Objective: Compare access to care and financial strain between Medicaid and Marketplace plans, and benchmark these against employer-sponsored insurance (ESI) plans.

Design: Cross-sectional survey PARTICIPANTS: A nationally representative, non-institutionalized sample of 37,219 non-elderly adults with incomes up to 400% of the federal poverty level between 2015 and 2018, and a sub-group of individuals with chronic diseases.

Main Measures: Self-reported barriers to accessing care, cost-related medication non-adherence, and financial strain.
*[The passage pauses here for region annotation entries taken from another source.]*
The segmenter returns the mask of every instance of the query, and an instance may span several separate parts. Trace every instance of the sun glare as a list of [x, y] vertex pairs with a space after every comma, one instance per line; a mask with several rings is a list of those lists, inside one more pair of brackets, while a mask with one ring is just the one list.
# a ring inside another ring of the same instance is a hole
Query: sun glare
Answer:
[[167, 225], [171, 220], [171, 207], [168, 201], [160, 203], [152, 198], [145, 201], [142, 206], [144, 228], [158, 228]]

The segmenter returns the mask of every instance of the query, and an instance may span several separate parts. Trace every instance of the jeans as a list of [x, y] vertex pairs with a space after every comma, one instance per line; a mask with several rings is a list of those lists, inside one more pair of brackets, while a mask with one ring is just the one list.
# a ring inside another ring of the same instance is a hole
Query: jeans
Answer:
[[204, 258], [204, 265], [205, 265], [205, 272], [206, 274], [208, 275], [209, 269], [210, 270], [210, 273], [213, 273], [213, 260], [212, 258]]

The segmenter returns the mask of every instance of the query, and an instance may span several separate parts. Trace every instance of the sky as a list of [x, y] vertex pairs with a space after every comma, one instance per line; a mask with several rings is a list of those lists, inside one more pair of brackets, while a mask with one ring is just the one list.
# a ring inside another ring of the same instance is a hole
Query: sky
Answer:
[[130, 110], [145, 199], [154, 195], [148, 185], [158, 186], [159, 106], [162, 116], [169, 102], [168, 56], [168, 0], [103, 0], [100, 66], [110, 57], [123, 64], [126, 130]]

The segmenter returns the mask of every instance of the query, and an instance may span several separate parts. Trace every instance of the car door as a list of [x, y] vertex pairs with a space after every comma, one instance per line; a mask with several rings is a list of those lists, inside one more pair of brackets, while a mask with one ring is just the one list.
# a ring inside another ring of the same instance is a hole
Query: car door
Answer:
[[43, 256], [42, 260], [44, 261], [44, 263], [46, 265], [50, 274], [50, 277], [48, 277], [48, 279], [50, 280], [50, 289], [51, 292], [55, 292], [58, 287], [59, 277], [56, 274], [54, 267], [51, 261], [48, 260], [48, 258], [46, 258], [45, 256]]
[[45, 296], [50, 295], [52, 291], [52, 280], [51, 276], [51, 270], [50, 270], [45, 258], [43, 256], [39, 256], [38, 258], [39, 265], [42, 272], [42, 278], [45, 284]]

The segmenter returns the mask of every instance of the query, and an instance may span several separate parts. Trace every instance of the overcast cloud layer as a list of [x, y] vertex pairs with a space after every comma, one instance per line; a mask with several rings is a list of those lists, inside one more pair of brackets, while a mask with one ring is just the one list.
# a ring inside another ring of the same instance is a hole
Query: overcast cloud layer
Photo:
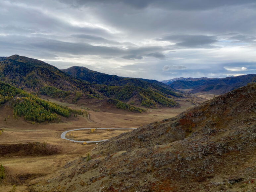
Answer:
[[0, 53], [158, 80], [255, 73], [256, 3], [2, 0]]

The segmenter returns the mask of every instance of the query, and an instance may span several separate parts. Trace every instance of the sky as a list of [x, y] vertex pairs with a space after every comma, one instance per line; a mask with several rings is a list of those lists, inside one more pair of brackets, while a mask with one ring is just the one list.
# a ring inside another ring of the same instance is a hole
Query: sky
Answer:
[[0, 56], [158, 80], [256, 73], [255, 0], [1, 0]]

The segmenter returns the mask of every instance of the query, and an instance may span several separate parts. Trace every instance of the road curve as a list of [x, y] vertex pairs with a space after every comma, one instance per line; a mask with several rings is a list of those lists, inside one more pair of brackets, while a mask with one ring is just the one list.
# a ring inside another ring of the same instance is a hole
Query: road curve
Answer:
[[[83, 129], [90, 129], [91, 128], [80, 128], [79, 129], [72, 129], [71, 130], [69, 130], [68, 131], [66, 131], [64, 132], [61, 134], [61, 138], [62, 139], [66, 139], [70, 141], [73, 141], [73, 142], [76, 142], [76, 143], [83, 143], [84, 142], [86, 142], [87, 143], [98, 143], [99, 142], [103, 142], [103, 141], [107, 141], [108, 139], [105, 139], [104, 140], [100, 140], [99, 141], [75, 141], [75, 140], [72, 140], [72, 139], [70, 139], [66, 138], [66, 134], [69, 132], [70, 131], [77, 131], [77, 130], [82, 130]], [[136, 129], [136, 128], [97, 128], [97, 129], [119, 129], [119, 130], [132, 130], [133, 129]]]

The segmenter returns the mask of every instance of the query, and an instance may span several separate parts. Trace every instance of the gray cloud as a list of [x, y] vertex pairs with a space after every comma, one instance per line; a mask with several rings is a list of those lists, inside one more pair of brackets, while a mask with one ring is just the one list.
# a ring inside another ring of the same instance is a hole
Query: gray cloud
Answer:
[[207, 35], [173, 35], [165, 36], [156, 39], [168, 41], [176, 43], [178, 47], [188, 48], [212, 48], [212, 45], [218, 42], [216, 37]]
[[99, 3], [104, 4], [114, 4], [122, 3], [136, 9], [144, 9], [149, 6], [181, 10], [198, 10], [213, 9], [226, 6], [237, 5], [255, 3], [253, 0], [241, 1], [239, 0], [180, 0], [179, 1], [165, 1], [165, 0], [60, 0], [74, 7], [81, 5], [91, 6]]
[[159, 80], [255, 72], [255, 0], [5, 0], [0, 18], [0, 56]]

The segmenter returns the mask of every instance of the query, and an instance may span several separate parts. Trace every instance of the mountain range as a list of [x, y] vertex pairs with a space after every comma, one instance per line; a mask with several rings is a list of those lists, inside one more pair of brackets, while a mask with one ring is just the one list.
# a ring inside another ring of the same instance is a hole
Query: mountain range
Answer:
[[[120, 77], [119, 79], [124, 79], [127, 83], [120, 82], [117, 84], [119, 86], [115, 86], [95, 84], [81, 79], [85, 78], [81, 76], [77, 78], [77, 76], [73, 76], [39, 60], [17, 55], [3, 57], [1, 60], [0, 80], [16, 87], [42, 95], [57, 97], [69, 97], [75, 102], [84, 95], [88, 98], [118, 99], [126, 103], [136, 99], [139, 106], [156, 108], [158, 105], [177, 106], [178, 104], [172, 98], [183, 97], [168, 86], [153, 80], [147, 82], [139, 79]], [[94, 78], [92, 74], [99, 73], [92, 71], [89, 73], [91, 76], [88, 80]], [[74, 72], [72, 74], [77, 73]], [[104, 79], [107, 81], [110, 79], [106, 77], [111, 76], [103, 73], [100, 75], [101, 77], [96, 75], [94, 77], [98, 80], [89, 81], [102, 84]], [[108, 83], [105, 82], [105, 84]], [[107, 101], [117, 103], [113, 100], [107, 99]], [[124, 103], [122, 105], [127, 106]], [[124, 106], [121, 108], [127, 108]]]
[[175, 89], [189, 89], [188, 93], [190, 93], [219, 95], [255, 80], [256, 74], [248, 74], [225, 78], [179, 77], [162, 82]]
Key Results: Marketplace enrollees were more likely than Medicaid enrollees to delay or avoid care due to cost (19.3% vs 10.0%; adjusted difference (AD), 8.6 [95% CI, 6.8 to 10.4]) and report difficulties affording specialty care (7.7% vs 6.6%; AD, 1.8% [95% CI, 0.3% to 3.3%]), while there were no differences in having insurance accepted by a doctor or ability to afford dental care. Marketplace enrollees were also more likely to report cost-related medication non-adherence (21.5% vs 20.0%; AD, 4.0 [CI, 1.5 to 6.4]), be very worried about not being able to pay medical costs in case of a serious accident (32.3% vs 25.8%; AD, 6.4 [CI, 4.2 to 8.6]), have expenses exceeding $2000 (22.4% vs 5.4%; AD, 8.3 [CI, 6.2 to 10.3]), and have problems paying medical bills (18.4% vs 15.6%; AD, 1.8 [CI, 0.3 to 3.9]). Marketplace-Medicaid differences were larger among persons with a chronic disease. Individuals in ESI plans fared better for most, but not all, outcomes.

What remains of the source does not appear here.